Treating the diabetic foot is relatively straightforward. We need to ensure that blood flow is adequate, eradicate infection, eliminate pressure from the wound site and regularly remove the dead and devitalized tissue from the affected area. If we do all those things, the wound heals. It really is that simple.

   However, the pathway to get to that point is often quite convoluted and requires considerable foresight. Looking into the future is critical in the successful treatment of the diabetic foot. Knowing what is coming is probably more important than treating what we see in front of us. Experience gives us this soothsayer ability.

   All too often, patients and clinicians alike mistake the use of fancy dressings, complicated procedures or expensive tests with success in wound care. Some success certainly comes from our work on the wound itself but probably a more durable form of success comes from our ability to engage our patients in actively participating in the treatment process. To be successful in that endeavor, we need to be able to deliver a truly understandable message.

Explaining To Patients Why It Is Crucial To Remove Pressure From Wounds

We know the majority of diabetic wounds are simply pressure sores gone awry. Research shows us that removing pressure by cutting or scraping away the dead and devitalized tissue from the wound site is critical if one wishes to heal the wound successfully. Repetitive trauma to the non-feeling foot simply perpetuates the tissue insult, destroys viable tissue and changes horizontally moving edge cells into vertically growing calluses. The horizontally moving cells at the edge of the wound are the ones that travel onto the wound bed and cause the wound to close. Vertically growing calluses will never end up on the wound bed as they are growing in the wrong direction.

   This ongoing trauma also alters the signaling mechanisms in the wound bed. The cells in the wound bed malfunction or stop functioning depending on the duration and the amount of tissue damage that has occurred. Without the combination of mobile cells to move onto the wound bed and signaling cells to tell them where to go, we cannot possibly expect wounds to heal.

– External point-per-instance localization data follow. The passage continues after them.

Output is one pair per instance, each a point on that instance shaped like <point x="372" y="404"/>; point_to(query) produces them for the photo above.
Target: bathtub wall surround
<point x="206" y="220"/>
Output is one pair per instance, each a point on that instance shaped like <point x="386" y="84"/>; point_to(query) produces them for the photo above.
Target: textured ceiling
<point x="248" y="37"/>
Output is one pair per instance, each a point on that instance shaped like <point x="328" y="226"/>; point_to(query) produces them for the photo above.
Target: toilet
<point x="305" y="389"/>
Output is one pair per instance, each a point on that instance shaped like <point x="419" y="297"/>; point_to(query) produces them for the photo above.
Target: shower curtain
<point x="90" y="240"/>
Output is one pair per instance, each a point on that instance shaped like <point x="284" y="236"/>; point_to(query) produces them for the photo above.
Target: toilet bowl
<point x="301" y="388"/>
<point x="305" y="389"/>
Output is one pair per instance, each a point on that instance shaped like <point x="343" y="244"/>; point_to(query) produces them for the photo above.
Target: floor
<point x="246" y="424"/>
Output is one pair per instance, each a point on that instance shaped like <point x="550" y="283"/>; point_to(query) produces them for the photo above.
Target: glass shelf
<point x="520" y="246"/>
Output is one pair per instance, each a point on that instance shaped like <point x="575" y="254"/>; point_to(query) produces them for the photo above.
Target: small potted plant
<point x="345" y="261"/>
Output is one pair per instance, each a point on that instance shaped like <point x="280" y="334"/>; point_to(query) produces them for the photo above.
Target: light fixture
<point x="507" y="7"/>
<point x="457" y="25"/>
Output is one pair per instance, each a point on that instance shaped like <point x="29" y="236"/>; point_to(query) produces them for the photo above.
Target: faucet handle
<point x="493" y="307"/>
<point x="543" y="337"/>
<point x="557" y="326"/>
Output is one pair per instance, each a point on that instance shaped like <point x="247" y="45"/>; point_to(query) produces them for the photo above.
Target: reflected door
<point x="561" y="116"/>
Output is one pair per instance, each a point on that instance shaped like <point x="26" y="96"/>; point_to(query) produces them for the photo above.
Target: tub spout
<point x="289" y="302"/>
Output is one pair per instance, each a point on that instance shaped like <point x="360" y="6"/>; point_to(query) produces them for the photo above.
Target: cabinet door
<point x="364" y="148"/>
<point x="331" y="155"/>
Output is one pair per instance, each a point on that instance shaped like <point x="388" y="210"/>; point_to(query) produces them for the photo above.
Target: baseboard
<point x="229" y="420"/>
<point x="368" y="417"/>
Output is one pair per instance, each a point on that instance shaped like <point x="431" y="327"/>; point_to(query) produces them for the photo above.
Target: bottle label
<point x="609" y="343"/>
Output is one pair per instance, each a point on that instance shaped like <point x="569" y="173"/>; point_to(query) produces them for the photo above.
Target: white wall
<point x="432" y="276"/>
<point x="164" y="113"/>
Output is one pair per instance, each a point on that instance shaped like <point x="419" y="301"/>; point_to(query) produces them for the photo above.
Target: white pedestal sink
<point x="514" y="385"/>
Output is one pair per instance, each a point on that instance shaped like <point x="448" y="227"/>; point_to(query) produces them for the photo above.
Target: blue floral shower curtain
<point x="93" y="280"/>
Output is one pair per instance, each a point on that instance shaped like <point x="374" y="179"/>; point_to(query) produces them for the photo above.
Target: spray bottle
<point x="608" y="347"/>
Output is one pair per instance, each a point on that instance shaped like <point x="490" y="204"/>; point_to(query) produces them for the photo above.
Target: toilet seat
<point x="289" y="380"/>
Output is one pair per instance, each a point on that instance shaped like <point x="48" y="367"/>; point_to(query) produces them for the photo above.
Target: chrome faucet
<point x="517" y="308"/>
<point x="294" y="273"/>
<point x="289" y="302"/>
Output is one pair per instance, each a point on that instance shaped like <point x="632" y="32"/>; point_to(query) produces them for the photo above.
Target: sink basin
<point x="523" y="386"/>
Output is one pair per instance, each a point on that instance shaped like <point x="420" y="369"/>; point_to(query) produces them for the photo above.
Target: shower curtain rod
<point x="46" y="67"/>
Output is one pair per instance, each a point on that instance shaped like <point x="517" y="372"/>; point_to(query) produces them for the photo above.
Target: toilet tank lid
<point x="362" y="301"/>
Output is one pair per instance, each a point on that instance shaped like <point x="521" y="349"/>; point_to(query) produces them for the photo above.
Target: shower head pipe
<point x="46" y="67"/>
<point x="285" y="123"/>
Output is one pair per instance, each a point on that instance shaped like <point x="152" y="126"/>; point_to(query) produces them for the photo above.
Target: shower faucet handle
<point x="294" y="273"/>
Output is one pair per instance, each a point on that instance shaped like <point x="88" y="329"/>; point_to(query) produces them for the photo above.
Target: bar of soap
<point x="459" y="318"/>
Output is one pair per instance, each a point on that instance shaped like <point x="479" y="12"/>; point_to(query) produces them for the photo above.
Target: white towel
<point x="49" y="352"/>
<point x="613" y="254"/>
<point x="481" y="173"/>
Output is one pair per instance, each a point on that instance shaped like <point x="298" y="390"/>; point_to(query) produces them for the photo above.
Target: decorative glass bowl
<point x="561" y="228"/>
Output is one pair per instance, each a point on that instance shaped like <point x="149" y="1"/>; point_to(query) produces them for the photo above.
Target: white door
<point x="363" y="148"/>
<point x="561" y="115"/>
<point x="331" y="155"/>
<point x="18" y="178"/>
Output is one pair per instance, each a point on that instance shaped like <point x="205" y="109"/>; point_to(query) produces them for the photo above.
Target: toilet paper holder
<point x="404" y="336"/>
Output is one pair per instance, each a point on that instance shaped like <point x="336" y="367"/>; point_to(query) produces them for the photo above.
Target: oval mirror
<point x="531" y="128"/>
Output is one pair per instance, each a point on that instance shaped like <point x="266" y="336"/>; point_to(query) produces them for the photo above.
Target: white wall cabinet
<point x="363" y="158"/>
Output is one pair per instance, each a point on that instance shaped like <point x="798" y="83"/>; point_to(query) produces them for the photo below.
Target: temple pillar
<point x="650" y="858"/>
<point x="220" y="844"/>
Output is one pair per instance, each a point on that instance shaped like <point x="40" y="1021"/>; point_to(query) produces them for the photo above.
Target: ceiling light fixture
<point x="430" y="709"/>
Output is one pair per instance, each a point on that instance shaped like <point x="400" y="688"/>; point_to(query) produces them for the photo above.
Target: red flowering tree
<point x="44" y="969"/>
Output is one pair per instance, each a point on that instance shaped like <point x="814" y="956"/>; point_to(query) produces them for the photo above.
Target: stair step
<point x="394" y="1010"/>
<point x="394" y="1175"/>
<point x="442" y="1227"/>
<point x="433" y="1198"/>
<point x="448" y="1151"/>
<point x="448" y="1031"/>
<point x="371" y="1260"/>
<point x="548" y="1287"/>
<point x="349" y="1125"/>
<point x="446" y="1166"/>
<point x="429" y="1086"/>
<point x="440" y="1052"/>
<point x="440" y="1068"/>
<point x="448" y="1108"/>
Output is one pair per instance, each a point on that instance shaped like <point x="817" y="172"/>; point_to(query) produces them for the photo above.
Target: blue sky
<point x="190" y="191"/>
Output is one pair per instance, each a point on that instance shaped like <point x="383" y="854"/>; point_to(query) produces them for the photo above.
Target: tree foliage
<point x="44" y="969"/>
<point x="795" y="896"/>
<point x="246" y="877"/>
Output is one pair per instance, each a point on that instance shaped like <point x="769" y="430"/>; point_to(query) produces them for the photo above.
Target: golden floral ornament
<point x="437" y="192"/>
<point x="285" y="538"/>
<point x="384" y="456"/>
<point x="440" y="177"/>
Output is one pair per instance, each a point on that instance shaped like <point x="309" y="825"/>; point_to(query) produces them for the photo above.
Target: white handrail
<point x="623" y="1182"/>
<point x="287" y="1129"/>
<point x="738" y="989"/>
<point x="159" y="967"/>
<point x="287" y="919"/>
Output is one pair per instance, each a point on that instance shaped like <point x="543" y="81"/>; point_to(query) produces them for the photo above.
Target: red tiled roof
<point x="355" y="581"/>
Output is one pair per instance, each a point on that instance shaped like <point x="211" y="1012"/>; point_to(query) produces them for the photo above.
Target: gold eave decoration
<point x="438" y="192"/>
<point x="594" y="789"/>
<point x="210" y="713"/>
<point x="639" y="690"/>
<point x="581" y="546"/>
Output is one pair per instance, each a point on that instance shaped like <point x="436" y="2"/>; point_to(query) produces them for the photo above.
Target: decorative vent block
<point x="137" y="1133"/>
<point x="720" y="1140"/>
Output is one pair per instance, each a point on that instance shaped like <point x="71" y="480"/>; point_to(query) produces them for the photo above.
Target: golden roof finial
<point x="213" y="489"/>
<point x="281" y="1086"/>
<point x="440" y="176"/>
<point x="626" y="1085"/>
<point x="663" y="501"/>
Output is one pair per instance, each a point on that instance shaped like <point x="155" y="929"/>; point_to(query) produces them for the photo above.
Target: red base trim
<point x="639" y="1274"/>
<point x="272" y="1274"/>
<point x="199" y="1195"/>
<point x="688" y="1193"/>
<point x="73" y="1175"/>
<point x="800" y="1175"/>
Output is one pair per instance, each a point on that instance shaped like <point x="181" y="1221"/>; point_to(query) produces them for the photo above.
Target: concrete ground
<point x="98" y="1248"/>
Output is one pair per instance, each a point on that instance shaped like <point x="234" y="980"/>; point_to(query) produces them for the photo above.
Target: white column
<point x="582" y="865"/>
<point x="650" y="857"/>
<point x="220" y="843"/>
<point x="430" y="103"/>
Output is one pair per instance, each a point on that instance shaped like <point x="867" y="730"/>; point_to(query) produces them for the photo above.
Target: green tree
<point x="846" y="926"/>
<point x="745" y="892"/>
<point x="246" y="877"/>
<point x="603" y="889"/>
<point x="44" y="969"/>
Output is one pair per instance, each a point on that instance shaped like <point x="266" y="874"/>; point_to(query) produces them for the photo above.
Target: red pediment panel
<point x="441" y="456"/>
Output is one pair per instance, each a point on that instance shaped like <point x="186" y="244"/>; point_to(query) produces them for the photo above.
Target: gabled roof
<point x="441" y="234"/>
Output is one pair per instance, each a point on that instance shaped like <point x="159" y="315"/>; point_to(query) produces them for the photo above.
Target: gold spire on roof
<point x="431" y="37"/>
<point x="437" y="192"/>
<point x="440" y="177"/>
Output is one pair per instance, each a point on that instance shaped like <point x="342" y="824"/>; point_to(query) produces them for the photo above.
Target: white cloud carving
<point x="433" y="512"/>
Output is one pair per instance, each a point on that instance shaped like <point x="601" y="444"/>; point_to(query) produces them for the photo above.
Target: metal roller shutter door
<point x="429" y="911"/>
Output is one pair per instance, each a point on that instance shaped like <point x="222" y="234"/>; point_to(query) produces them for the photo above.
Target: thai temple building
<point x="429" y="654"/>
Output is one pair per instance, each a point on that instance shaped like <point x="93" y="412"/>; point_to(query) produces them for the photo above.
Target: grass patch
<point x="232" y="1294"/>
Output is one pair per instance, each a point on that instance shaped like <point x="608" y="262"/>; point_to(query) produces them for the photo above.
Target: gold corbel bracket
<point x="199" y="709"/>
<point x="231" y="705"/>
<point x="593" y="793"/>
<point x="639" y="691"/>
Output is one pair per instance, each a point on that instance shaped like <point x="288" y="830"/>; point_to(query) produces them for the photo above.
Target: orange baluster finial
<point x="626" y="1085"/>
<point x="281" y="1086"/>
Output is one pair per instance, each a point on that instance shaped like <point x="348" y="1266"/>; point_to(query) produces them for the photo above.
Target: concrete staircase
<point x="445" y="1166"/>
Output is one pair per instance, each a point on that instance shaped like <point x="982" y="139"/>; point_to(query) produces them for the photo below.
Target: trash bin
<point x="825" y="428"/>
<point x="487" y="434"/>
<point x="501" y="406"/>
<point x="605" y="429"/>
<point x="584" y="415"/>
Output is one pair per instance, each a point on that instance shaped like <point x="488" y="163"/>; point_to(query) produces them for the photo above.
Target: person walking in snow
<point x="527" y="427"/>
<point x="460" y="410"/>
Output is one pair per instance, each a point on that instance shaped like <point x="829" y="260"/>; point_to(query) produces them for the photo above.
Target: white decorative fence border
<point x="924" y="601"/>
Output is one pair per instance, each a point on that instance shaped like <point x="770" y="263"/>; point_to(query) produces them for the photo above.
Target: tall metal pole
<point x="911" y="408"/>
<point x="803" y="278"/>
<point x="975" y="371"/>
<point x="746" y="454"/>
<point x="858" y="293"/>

   This small explanation is one that we give 30 to 40 times a day to our patients with diabetic wounds. Our job becomes incredibly more difficult when the patient does not understand what we are doing and why. Explaining to patients that dramatically reducing the amount of pressure they put on the wound will stop the process of wound bed trauma and callus formation now makes considerable sense to almost everyone. When we repeat the message over and over again, it sinks in. Then the patients gain a better appreciation of their role in the wound healing process and ultimately become more adherent with the things (offloading in particular) that really matter in diabetic wound care.

Recognizing And Communicating The Value Of Frequent Surgical Debridement

The other fundamental that is critical in successful wound healing is frequent surgical debridement. Again, this is a process that wound specialists often do but give little explanation to patients. Additionally, there is a notion that expensive gadgets are necessary to do the best debridement work. In reality, there really is no compelling evidence to suggest that an expensive ultrasonic or water powered debrider is really any better at producing the end result than the relatively inexpensive scalpel and curette.

   Obviously, there is a role for these highly specialized and very cleverly designed instruments, but the reliance on high-tech products and the assumption that use of these gadgets equates to excellent outcomes lacks compelling, supporting evidence in the literature.